Range queries are supported because we keep things in sort order.

- LevelDB, RocksDB (both embedded), Cassandra, HBase, Lucene are all examples of this append-to-log like approach. Cassandra, HBase and Leveldb use LSM Trees. Lucene's index  uses a key-value structure where the key is a wordand value is the list of docs containing the word. The index is kept in SSTable-like sorted files, 
and merged in the background as needed.
- The second school is the update-in-place school, using overwritable fixed size pages. Btrees are the major example here, but even they can be treated in a functional append-only style, as is done in lmdb and boltdb.


More about NOSQL dbs at https://en.wikipedia.org/wiki/NoSQL .

### B-tree vs LSM tree

- critical difference: btrees update in-place!
- comparable on random reads
- compaction can affect performance in LSM trees
- LSM tree good on random writes as it makes the writes sequential
- LSM true and b-tree are both used for transactions
- B-tree very good for transactions; at most one place where things are: you just need to lock a section of the tree. But concurrency can be complex as we shall see later and in-place updates are dangerous.
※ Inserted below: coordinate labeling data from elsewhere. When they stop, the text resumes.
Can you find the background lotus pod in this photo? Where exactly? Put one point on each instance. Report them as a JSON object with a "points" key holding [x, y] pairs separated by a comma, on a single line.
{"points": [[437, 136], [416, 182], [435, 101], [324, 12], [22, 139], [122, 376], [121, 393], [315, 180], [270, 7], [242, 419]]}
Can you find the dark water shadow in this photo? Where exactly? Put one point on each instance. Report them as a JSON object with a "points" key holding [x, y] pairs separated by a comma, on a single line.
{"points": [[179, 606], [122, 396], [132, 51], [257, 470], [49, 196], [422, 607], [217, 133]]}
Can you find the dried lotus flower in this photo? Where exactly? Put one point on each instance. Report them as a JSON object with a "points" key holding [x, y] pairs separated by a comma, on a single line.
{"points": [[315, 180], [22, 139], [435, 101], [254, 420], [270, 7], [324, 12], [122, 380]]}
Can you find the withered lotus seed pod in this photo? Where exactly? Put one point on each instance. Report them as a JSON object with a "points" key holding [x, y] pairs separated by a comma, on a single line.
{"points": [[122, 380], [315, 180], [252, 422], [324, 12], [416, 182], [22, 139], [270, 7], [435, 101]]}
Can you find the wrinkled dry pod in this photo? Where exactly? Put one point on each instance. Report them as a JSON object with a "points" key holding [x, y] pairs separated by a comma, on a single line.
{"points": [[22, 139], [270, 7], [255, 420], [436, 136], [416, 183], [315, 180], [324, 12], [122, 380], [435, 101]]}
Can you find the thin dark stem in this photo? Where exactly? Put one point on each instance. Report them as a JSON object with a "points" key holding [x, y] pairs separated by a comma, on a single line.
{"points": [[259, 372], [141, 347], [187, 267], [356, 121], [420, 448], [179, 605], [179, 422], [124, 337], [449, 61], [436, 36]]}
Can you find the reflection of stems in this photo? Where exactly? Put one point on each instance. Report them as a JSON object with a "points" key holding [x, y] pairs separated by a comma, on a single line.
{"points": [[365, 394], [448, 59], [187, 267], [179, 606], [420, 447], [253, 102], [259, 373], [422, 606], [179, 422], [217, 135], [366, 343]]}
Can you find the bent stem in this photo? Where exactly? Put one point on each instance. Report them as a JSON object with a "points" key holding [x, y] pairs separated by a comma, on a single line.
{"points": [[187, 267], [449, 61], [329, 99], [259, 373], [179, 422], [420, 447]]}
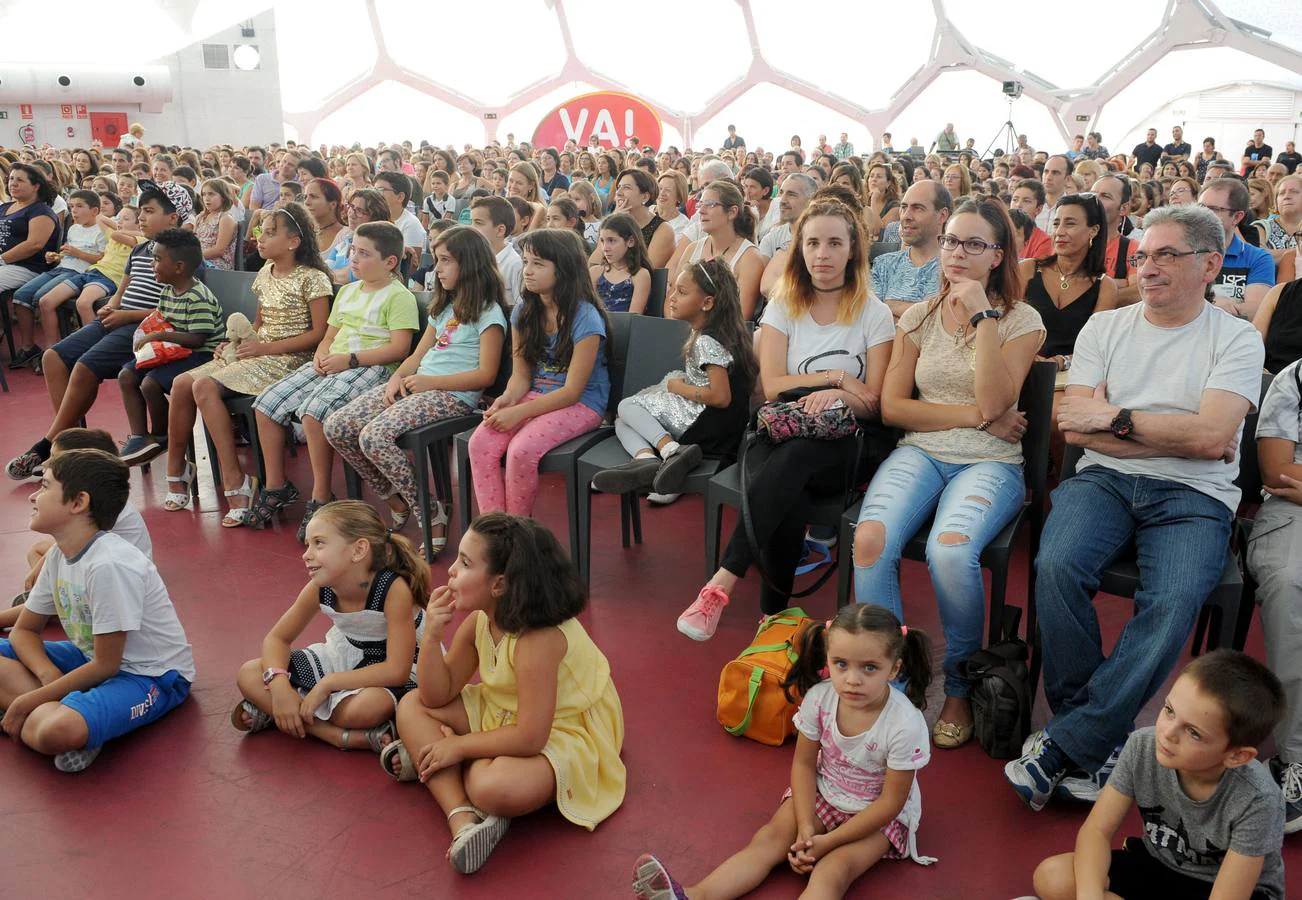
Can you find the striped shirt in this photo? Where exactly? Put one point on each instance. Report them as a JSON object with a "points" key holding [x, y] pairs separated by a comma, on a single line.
{"points": [[195, 310], [142, 292]]}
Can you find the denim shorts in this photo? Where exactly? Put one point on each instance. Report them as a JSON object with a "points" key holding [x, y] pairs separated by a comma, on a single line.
{"points": [[117, 705], [99, 349]]}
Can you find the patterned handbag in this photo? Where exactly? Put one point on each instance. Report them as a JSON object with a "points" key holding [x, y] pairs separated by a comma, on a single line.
{"points": [[780, 421]]}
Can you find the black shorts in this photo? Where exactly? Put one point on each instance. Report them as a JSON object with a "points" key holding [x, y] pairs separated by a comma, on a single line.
{"points": [[1137, 874]]}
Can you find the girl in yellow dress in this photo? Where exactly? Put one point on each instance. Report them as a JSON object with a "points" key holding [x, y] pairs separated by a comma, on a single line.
{"points": [[544, 723]]}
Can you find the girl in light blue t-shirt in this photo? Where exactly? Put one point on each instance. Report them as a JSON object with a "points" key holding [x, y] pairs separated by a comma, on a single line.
{"points": [[456, 360]]}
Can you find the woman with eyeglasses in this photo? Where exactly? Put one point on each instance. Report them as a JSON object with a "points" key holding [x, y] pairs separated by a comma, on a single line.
{"points": [[955, 378], [365, 205]]}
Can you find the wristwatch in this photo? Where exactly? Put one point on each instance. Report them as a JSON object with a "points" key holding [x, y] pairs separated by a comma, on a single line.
{"points": [[1122, 426], [270, 675]]}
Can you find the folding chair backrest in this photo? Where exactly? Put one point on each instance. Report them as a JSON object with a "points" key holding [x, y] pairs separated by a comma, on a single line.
{"points": [[1037, 404], [882, 246], [233, 291], [659, 288], [655, 348], [617, 354]]}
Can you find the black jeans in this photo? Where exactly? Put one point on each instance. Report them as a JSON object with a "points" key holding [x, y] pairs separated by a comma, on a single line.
{"points": [[781, 481]]}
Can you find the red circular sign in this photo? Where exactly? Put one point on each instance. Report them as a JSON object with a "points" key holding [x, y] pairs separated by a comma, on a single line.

## Transaction Processing or Analytics?

- Also known as OLTP vs OLAP/Warehousing
- small query size vs aggregates over large ones
- random writes from user input vs ordered ETL/stream
- end user (amazon site) vs analyst (you)
- GB to TB vs TB to PB

![](https://dl.dropboxusercontent.com/u/75194/ETL.png)

(from designing data intensive applications)

### Row Oriented Storage

- heapfile or clustered index is a set of rows
- we'll see details of this storage soon
- index could be a tree with appropriate pointer to heapfile offset


![](https://www.simple-talk.com/iwritefor/articlefiles/1844-f4cc85b0-9ddb-44cc-93ef-a742fcc4f279.jpeg)

### Column oriented storage


- store values from each column together in separate storage
- lends itself to compression with bitmap indexes and run-length encoding
- this involves choosing an appropriate sort order
- the index then can be the data (great for IN and AND queries): there is no pointers to "elsewhere"
- compressed indexes can fit into cache and are usable by iterators
- bitwise AND/OR can be done with vector processing
- several different sort orders can be redundantly stored
- writing is harder: updating a row touches many column files
- but you can write an in-memory front sorted store (row or column), and eventually merge onto the disk (Binary Tree!) (Vertica does this)

![](https://www.simple-talk.com/iwritefor/articlefiles/1844-4e2482bb-aaff-4ebd-8900-1946560479af.jpeg)

(images from https://www.simple-talk.com/sql/database-administration/columnstore-indexes-in-sql-server-2012/)

Examples: Vertica, monetdb, hbase, cassandra, etc. SQL server has a columnar mode.

Some thoughts on usage:

- relational databases are good for structured but bad for hierarchicval and unstructured data
- key value stored have no additional index (the database is the index) and are very horizontally scalable which means i can add more nodes to my system to improve performance. bad for joins and scans.
- columnar databases are good for big data, horizontal scaling
- document databases are good for highly variable and unstructured data, that is nevertheless queried only one way like a k-v store
- graph databases good for highly connected data such as social networks and semantic web where there are lots of relationships.